Buy insurance now Buy insurance later
Self-insure
Time
For example, you can wait to buy long-term care insurance (LTCI), but how do you deal with the risk exposure in the interim? If you become infirm, you may be unable to buy insurance later.
Admittedly, long-term care insurance has an implicit investment component because of the level-premium structure. There is irreversibility, because there is usually no cash value. And there is uncertainty, because you don’t know if the policy will provide the benefits that you’ll need at a price that you can afford. There may also be an analogue to forgone stock dividends: the value of yearly protection (measured by the cost of an imaginary one-year-term LTCI policy) plus the value of guaranteed insurability (measured by the cost of an imaginary standalone option to buy LTCI).

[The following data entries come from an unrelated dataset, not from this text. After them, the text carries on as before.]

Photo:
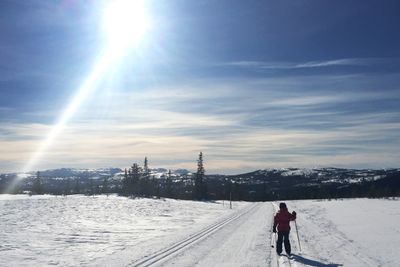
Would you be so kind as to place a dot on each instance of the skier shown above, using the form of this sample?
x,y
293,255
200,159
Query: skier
x,y
282,220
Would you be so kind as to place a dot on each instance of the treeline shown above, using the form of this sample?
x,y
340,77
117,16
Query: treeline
x,y
140,181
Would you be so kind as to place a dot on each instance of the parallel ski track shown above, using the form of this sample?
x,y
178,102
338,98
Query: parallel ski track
x,y
182,245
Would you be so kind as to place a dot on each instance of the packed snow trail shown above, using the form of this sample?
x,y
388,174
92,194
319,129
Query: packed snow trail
x,y
117,231
242,242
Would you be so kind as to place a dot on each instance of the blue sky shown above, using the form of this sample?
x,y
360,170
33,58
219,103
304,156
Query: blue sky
x,y
252,84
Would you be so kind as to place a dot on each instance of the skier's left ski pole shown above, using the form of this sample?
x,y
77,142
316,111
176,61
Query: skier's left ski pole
x,y
297,232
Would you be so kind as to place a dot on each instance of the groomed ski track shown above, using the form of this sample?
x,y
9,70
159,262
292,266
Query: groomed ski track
x,y
241,239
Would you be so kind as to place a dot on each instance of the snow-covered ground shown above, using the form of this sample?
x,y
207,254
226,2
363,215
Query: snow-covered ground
x,y
117,231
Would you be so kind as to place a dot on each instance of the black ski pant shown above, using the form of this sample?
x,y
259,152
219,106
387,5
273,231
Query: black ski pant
x,y
283,236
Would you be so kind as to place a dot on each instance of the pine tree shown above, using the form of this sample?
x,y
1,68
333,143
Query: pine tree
x,y
146,170
67,189
37,185
104,188
169,184
77,187
200,191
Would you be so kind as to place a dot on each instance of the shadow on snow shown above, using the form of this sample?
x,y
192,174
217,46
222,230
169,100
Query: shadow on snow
x,y
315,263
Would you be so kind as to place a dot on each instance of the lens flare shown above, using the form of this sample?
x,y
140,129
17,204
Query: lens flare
x,y
124,23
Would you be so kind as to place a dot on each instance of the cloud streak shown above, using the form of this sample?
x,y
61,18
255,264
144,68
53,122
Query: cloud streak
x,y
239,125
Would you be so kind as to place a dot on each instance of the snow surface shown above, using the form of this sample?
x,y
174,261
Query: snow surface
x,y
118,231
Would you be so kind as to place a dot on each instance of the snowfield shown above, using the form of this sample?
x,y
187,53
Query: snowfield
x,y
117,231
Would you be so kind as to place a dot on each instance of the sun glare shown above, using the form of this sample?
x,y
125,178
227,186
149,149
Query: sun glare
x,y
124,22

So the elements for a real options analysis seem to be in place. However, we would not want to have to explain in malpractice litigation that we had advised a client not to buy insurance because of an “option to wait” that can be valued only by imagining products that may never exist. Not buying insurance can be a wise choice, but you should look elsewhere for the arguments.15
The lesson here is that real options analysis, like every tool, is good for some tasks but not others. It’s also a good idea to distinguish between waiting and procrastination. Waiting, in the real options sense, involves the determined pursuit of self-interest. Procrastination, in contrast, involves a failure of self-control. The real options perspective on waiting is complemented and enriched by recent research in economics, psychology and decision analysis.16
This new frontier offers both immediate and long-term benefits to planners and their clients. Practical applications of dynamic methods of analysis are already available, and more will surely be developed as practitioners become familiar with techniques that are well known in academia.

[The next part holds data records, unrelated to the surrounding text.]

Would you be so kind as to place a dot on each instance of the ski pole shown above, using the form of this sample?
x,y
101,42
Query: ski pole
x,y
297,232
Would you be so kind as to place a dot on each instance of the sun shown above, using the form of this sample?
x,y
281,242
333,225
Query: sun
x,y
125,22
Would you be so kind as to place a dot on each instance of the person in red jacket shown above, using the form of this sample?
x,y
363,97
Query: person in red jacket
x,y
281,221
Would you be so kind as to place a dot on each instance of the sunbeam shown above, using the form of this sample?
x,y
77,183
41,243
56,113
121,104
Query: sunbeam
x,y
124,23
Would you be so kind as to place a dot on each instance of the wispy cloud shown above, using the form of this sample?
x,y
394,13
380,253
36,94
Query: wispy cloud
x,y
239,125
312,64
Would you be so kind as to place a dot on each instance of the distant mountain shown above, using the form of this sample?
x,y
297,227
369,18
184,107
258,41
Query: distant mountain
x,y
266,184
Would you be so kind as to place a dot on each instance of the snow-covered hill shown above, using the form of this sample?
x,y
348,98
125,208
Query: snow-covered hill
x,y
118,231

It took decades to incorporate the insights of modern portfolio theory into a new legal standard of prudent investing (the Prudent Investor Rule17), and that standard is already out of date. It cannot be prudent to mishandle optio ns or to fail to demand adequate compensation for giving up flexibility. The Prudent Investor Rule will have to be revised again to incorporate the insights of real options analysis.
Dynamic methods of analysis challenge us to do better. It’s a safe bet, for example, that tax laws will change many times during our clients’ planning horizons. Financial advisers sometimes say that you have to deal with the tax laws as they are now, but is that good planning or just an excuse to be lazy? Isn’t it likely that our advice would be better if we could somehow take into account the reality that tax laws are stochastic, and that our clients will have many opportunities to react to these changing laws?18
Our clients live in a dynamic world, and they face dynamic problems. The challenge for the financial planning profession is to acquire more powerful tools to deal with them.